After executing the command above, we’ll need to sort the output before calculating the final MD5 hash value:
$ find . -type f -exec md5sum {} + | LC_ALL=C sort
46ffe26d56fe5164570ad43cc79b59d3 ./file1.png
7d2186aaeed78b24f00f782f2346e5f9 ./folder2/file4.sh
c6aa7ce9967680b77ea7e72d96949303 ./folder1/file2.jpg
d41d8cd98f00b204e9800998ecf8427e ./folder1/folder3/file3.txt
As we can see, now we have the hash values of all the files sorted and ready for the final hash calculation.
Let’s then add the final command pipe:
$ find . -type f -exec md5sum {} + | LC_ALL=C sort | md5sum
8b0d2ca740c06ea8ab2619f14e75b652 -
This is our final hash value for the directory. Note that we calculated this value by only taking into account the file contents and file paths. We purposely ignored other file attributes such as modification date, permissions, or owner by not including them in our list.
5. Taking File Attributes Into Account
Suppose we also want to include modification dates of each file when calculating our hash value.

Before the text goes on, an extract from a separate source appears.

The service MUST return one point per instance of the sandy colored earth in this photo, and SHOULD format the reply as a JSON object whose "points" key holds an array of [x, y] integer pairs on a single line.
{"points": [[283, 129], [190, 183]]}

Let’s start by defining a function that we’re going to run on each filename:
summary (){
echo "$(stat -c '%y' "$1") $(md5sum "$1")"
}
We can use this function to print the modification date, checksum, and the name of a file. Let’s export it and use it along with the find command:
$ export -f summary
Lastly, let’s get it all together by running our command on each file that is found:
$ find . -type f -exec bash -c 'summary "$0"' {} \; | LC_ALL=C sort | md5sum
6. Conclusion
In this tutorial, we learned how to calculate the checksum of an entire directory tree in Linux. We used standard Linux command-line tools like md5sum, find, and sort, and combined them to achieve our goal.